Una circolare che umilia i rappresentanti dei militari, umilia anche i rappresentati, impendendo la corretta applicazione dei principi democratici a cui le FF.AA. sono per dovere costituzionale obbligate ad informarsi. Questo mette a rischio il morale e, ancora peggio, l’incolumità dei rappresentati, privi di rappresentanti che abbiano la facoltà di esercitare liberamente il loro mandato ope legis, per legge (art. 882) e non per norme di rango inferiore.

Siamo dinanzi ad una disposizione amministrativa che elude pericolosamente un presidio legalmente previsto. L’invito (o ordine, essendo applicato in ambiente militare) a disapplicare la normativa statale deve essere validato da un giudice, per accertarne, nel caso di specie, la compatibilità con l’ordinamento giuridico.

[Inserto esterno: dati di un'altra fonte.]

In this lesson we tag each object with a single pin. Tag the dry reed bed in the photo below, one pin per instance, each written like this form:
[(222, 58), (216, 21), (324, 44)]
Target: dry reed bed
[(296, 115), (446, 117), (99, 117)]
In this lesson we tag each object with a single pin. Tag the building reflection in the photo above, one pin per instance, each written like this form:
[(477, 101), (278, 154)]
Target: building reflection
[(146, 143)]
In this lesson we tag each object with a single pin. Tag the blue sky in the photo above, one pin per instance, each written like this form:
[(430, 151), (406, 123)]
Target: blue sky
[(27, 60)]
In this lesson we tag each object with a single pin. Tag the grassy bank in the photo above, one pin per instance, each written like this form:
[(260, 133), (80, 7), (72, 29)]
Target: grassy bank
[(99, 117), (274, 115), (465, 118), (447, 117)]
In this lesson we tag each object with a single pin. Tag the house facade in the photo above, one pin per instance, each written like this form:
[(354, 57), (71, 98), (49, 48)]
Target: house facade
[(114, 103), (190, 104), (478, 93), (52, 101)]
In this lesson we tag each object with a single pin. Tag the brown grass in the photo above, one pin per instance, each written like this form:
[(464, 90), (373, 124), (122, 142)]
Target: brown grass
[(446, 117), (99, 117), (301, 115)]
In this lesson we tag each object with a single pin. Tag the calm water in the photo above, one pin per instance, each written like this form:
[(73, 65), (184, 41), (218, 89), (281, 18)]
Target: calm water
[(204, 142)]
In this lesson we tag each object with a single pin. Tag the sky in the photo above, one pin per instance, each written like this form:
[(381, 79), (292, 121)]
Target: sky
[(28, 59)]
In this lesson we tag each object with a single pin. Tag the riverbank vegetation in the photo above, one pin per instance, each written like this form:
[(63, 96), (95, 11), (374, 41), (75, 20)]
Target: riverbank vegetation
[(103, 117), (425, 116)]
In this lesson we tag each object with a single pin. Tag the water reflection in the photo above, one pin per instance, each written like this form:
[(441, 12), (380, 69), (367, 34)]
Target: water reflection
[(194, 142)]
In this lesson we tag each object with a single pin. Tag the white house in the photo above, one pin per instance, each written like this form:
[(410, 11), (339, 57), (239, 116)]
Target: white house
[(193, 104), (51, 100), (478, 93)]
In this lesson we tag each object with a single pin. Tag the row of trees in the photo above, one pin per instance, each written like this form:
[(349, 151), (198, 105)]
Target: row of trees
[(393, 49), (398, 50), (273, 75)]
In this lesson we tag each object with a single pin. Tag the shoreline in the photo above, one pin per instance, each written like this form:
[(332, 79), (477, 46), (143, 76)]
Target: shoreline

Tale compatibilità, alla luce delle perplessità espresse, appare perlomeno discutibile.

Per tale motivo, si chiede l’immediata sospensione dell’efficacia del provvedimento, ravvisandosi periculum in mora qualora la voce dei rappresentanti dei militari venisse minimizzata e vilipesa ulteriormente.

DATA L’EVIDENTE ILLEGITTIMITÀ DELL’ORDINE DI SERVIZIO, I RAPPRESENTANTI VOGLIANO VALUTARE, OGNUNO AL PROPRIO LIVELLO (Co.Ba.R., Co.I.R., Co.Ce.R), DI FARSI PROMOTORI VERSO I RISPETTIVI COMITATI DI PRESIDENZA AFFINCHÉ QUESTI VALUTINO DI INDIRE LE RIUNIONI PREVISTE DALL’ORDINAMENTO, NEL RIGOROSO RISPETTO DELLE NORME DI SICUREZZA EMANATE CON DECRETO DALLE AUTORITÀ POLITICHE.